Adria
Estaba hundida en el sofá, enganchada a una serie que ni siquiera registraba, cuando un golpe violento en la puerta hizo temblar el marco. No era un timbre. Era un impacto seco, urgente, que me sacó del letargo de un susto.
—¡Ay! —Me levanté de un salto, o eso intenté. La manta se enredó en mis pies y tropecé torpemente, sintiendo un dolor agudo y perfecto cuando mi dedo meñique se estrelló contra la pata de la mesa—. ¡Maldita sea!
La maldición fue un grito ahogado de dolor y sorpresa. Cojeando y sosteniendo el pie, llegué a la puerta, todavía con el ceño fruncido por la molestia. La abrí de un tirón, lista para soltar una queja, y me lo encontré allí.
Adrián.
El aire se me atascó en los pulmones. Después de días esquivándolo, inventando excusas, construyendo muros... allí estaba él, en mi marco de la puerta, con el pelo revuelto y los ojos wildes, como si hubiera corrido kilómetros. Su pecho subía y bajaba con respiraciones agitadas. Mi plan de evasión se deshizo en un segundo.
—¿Qué te pasó? ¿Por qué gritaste? —preguntó, sin preámbulos, su voz áspera por la falta de aire.

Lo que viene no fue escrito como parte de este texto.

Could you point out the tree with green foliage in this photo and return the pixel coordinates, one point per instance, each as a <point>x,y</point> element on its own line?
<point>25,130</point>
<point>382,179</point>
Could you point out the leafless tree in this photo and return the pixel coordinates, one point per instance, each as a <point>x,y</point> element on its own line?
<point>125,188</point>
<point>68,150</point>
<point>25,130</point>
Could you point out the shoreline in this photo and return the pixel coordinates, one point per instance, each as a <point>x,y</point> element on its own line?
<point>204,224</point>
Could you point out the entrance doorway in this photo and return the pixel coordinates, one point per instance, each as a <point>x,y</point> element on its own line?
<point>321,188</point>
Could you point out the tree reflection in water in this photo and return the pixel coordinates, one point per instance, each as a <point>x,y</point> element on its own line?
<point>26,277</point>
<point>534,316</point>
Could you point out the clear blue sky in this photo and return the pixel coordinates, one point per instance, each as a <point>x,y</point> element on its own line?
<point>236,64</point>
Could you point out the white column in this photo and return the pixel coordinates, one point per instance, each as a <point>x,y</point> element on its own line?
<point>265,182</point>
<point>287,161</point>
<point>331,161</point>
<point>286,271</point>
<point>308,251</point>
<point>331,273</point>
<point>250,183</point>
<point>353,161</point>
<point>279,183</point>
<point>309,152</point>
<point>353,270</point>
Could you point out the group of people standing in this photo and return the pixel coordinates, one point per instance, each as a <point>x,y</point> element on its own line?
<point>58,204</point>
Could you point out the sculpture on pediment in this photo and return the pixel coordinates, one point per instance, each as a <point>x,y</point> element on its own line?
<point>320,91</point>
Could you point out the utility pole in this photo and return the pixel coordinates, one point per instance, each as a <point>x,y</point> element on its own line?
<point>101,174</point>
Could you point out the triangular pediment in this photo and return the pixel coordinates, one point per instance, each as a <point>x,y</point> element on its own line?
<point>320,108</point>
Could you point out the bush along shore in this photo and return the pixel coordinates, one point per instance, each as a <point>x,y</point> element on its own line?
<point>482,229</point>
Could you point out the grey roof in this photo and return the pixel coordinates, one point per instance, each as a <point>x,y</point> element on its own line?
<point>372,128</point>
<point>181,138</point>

Su mirada escudriñadora no me daba tregua.
—Nada, solo... —intenté quitarle importancia, cojeando ligeramente hacia atrás, pero él no me dejó terminar.
Sus ojos captaron mi movimiento torpe. En un instante, su expresión de urgencia furiosa se transformó en una de pura preocupación. Antes de que pudiera protestar, se inclinó, pasó un brazo detrás de mis rodillas y el otro alrededor de mi espalda, y me levantó en vilo con una facilidad exasperante.
—¡Adrián! —chillé, sorprendida—. ¿Qué haces?
No respondió. Cruzó el umbral conmigo en brazos, cerró la puerta de una patada y me depositó con suavidad en el sofá, justo donde yo había estado escondiéndome minutos antes. El episodio de mi serie seguía reproduciéndose, una banda sonora absurda para la tensión que llenaba la habitación.
Se arrodilló frente a mí sin perder un segundo. Con manos que, a pesar de su evidente agitación, eran sorprendentemente delicadas, tomó mi pie herido.
—Espera, ¿qué estás haciendo? —protesté, intentando retirar el pie, pero su agarre fue firme, aunque no doloroso.
—Te duele mucho —murmuró, no como una pregunta, sino como una afirmación. Sus dedos exploraron con cuidado la zona alrededor de mi meñique, que ya empezaba a palpitar con un latido sordo y enfadado. Su toque era cálido, familiar, y a la vez, en este nuevo contexto de verdades no dichas, era electrizante.
Levantó la mirada hacia mí. Esa proximidad era abrumadora. Podía ver las pequeñas motas de oro en sus ojos marrones, la tensión en su mandíbula, la preocupación genuina que borraba por completo la furia que había visto en la puerta. En sus ojos no había rastro del secreto que nos separaba, solo la devoción constante que siempre había estado ahí. La devoción que yo ahora podía nombrar.
Y supe, en ese instante, que ya no podía seguir huyendo. El hombre que tenía delante, el que me cargaba y examinaba un dedo del pie magullado como si fuera la lesión más importante del mundo, merecía más que mi silencio y mi miedo.
La verdad había llamado a mi puerta, y había entrado cargándome en brazos.